Now for some thoughts about sacred places beyond the above discussion about the structure (mnemonic) of the psyche. The Vesica Pisces was sometimes used by the ancients to design sacred buildings, such as Gothic Cathedrals. And ratios, such as the golden mean and the squaring of the circle can be observed in the human form itself, as has been demonstrated in the sketches and paintings of Leonardo da Vinci.
I dare to suggest that there could also be a musical physiology of the human body in its structures of chest, collar bone, arms, and legs (sculptural anatomy)... and indeed between the rhythms that pulse from—and between—the organs. Many of the ancients would say that the human body is a temple for the human spirit. It’s also interesting to recall (as a contrast) that many temples across the ancient world were built primarily not for human beings, but as dwellings for the Gods and Goddesses.

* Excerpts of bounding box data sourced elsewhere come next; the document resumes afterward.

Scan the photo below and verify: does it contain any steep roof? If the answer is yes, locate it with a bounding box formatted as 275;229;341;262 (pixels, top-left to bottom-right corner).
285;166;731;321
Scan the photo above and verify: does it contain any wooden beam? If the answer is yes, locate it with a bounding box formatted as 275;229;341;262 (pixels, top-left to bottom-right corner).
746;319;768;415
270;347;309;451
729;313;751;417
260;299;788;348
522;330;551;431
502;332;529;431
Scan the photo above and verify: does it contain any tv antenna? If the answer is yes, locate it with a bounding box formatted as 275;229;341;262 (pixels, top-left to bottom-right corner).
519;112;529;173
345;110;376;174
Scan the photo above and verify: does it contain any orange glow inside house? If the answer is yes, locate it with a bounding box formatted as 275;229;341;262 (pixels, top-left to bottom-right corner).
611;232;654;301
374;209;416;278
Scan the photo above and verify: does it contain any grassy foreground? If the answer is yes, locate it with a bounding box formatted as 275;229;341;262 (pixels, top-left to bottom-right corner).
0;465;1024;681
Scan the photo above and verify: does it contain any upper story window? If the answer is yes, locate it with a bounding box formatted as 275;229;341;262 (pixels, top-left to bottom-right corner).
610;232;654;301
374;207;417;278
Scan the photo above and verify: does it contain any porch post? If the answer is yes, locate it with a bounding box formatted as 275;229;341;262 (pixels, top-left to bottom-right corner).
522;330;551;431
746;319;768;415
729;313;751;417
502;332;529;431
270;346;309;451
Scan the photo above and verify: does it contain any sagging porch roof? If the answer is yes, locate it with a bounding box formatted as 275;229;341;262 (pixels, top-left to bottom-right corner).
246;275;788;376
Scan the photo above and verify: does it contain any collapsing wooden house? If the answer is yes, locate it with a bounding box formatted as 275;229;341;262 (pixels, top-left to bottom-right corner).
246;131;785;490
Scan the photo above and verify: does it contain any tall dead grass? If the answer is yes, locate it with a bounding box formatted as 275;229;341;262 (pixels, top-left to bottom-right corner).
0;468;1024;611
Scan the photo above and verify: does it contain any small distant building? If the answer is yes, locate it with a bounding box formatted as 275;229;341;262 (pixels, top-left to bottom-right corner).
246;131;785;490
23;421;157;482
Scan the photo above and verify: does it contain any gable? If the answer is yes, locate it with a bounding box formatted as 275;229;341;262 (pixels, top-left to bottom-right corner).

We could also remind ourselves that we in the west often make a stark, conceptual distinction between the sacred and profane. But in some cultures, such as the Balinese culture, there’s no such polarity. The Balinese work with a tripartite system in that they locate a third position, one of center and poise between poles. So in everyday experience and custom, their reality is to balance and live productively with opposing forces—not to eradicate them. Hence, the sacred and profane give constructive meaning to each other.
Balinese spirituality inhabits the idea of sacred time. While for mercantile reasons (as well as convenience’s sake) the Balinese use the Gregorian calendar, their spiritual-cultural time arises from the intersection of various natural time rhythms, like solar and lunar relations.
Finally, and perhaps more importantly, are those zones that include both space and time. These zones are formed by quality, relational exchanges between people. In this exchange realm, transformative processes are generated because there’s transparency and translucency to the whole and holy human. And these are truly our primary, sacred places in contemporary life. It’s here that we each potentially may find a soulful refuge to recenter and renew ourselves and reclaim our inner sight.